Einen Moment lang herrschte angespanntes Schweigen.
"Ihr seid solche miesen Arschlöcher", presste Sam hervor.
"Wie kannst du eigentlich so lügen?", schnappte Conny plötzlich hinter Sam. Sie trat näher an Ella heran.
"Es war schon schlimm genug, dass ich mich verplappert habe, wegen der Sache mit der Schaufensterpuppe", sagte Ella und hob beschwichtigend die Hände. "Dir hat es doch auch nicht gefallen, dass dein Freund im Knast gelandet ist, oder? Meinst du, ich wäre glücklich gewesen, wenn sie Danny einkassiert hätten? Wir wollten uns doch nur ein schönes Leben hier aufbauen. Wir wollten nur ein schönes Leben haben und es ist alles verdammt nochmal den Bach runter gegangen!"
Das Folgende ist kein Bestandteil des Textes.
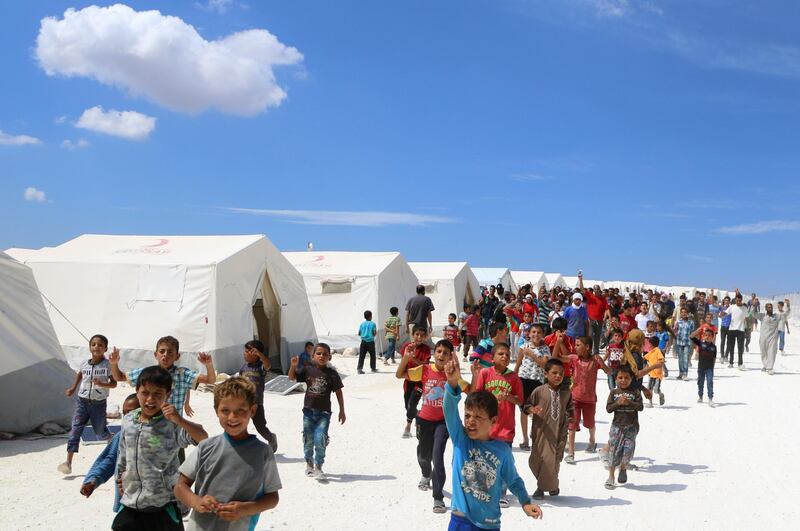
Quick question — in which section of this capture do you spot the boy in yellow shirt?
[644,336,664,407]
In Ellas Augen sammelten sich Tränen. Gegen seinen Willen verspürte Sam einen Hauch von Mitleid mit dieser Frau. Ja, sie hatte sich mit ihrem Liebsten ein schönes Leben aufbauen wollen. Das Fundament war jedoch auf Lügen gegründet. Diese waren bekanntermaßen ein noch schlechteres Fundament als Treibsand.
"Verlogene Schlange", zischte Conny.
Sam nahm ihre Hand und zog sie sanft zu sich. Ihr Brustkorb hob und senkte sich schnell. Sie war richtig wütend. Sie war ganz außer sich.
"Seid ihr jetzt zufrieden? Jetzt wisst ihr alles", sagte Danny. Aber Sam glaubte das keinesfalls. Das sollte alles gewesen sein? Es hatten sich nur noch mehr Fragen ergeben. Die Köpfe der Hydra hatten sich inzwischen potenziert. Wie hatten sie Mario aus dem Knast bekommen? Warum war er ausgerechnet am selben Tag wie Sam entlassen worden? Aus welchem Grund hatte er ihm die offensichtlich erlogene Geschichte mit den vertauschten Kennzeichen aufgetischt? Am liebsten hätte er alles auf einmal fragen wollen. Aber dann fiel ihm eine grundlegende Frage ein, die all den anderen voraus ging. Wer war dieser Typ überhaupt und in welcher Beziehung stand er zu Danny und Ella?
Sam deutete auf Mario.
"Wer ist der Typ?", fragte er. Mario tauschte Blicke mit Ella aus. Sie blickte dann zu Sam.
"Er ist mein Bruder", sagte Ella dann.